Путь до штаба полка недалек — один километр, но одолеть его оказалось довольно трудно. Несусветная темень, поднимешь руку и не можешь ее рассмотреть, сколько ни напрягай зрение. Машины и танки так изрыли дорогу, что в провале выбоины смело может разместиться взвод солдат, а с вечера подморозило, черноземная грязь закаменела, — настоящие противопехотные заграждения, без вмешательства саперов!

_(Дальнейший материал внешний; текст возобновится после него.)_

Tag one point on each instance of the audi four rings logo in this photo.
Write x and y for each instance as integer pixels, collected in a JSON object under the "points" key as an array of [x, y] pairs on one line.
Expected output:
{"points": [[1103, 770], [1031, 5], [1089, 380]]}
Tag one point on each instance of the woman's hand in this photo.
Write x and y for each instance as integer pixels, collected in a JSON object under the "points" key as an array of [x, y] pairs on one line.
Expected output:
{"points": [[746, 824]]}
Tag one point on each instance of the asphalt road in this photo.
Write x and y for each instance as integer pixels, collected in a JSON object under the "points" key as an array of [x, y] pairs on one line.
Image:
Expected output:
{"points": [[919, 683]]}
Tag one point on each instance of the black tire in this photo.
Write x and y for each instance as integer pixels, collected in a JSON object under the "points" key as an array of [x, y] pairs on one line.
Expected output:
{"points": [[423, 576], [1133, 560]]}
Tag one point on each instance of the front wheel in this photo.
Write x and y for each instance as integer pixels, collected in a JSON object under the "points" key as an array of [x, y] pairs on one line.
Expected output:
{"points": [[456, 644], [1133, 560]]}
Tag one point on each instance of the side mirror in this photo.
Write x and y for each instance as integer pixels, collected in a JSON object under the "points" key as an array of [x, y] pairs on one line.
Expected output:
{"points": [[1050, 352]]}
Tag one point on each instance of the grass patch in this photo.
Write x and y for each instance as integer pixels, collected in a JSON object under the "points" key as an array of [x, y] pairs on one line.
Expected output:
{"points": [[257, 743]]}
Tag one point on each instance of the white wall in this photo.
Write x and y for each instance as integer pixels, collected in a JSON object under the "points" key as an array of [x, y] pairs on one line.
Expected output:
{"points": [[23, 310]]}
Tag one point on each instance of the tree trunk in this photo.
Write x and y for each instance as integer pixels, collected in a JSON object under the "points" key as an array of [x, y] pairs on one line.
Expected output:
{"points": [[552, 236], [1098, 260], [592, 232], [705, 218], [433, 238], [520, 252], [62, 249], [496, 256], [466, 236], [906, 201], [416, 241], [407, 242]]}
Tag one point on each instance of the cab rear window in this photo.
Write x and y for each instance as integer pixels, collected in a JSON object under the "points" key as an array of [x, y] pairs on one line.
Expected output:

Впереди едва уловимо заблестел огонек. Мы вошли в саманную избушку: мой адъютант Шевченко, два автоматчика и я. Здесь располагался медицинский пункт батальона Наумова. На брезентовых койках корчились, бредили, стонали тяжелораненые. До десятка легкораненых, уже перевязанные, сидели вокруг железной печурки на полу, курили и сумрачно молчали.
Я поздоровался. Солдаты ответили дружно, и некоторые поспешно встали. Другие, с перебинтованными ногами, продолжали сидеть на полу.
— Рассказывайте, товарищи, кто где был ранен?
— В городе…
— В самом центре…
— Я на окраине.
— Я на главной площади… Самую трудность преодолел — высоту, и вот тебе, анафема, пуля прямо в колено!
— Город в наших руках или нет?
Солдаты переглянулись: мне стало ясно, — они не могли ответить на этот вопрос.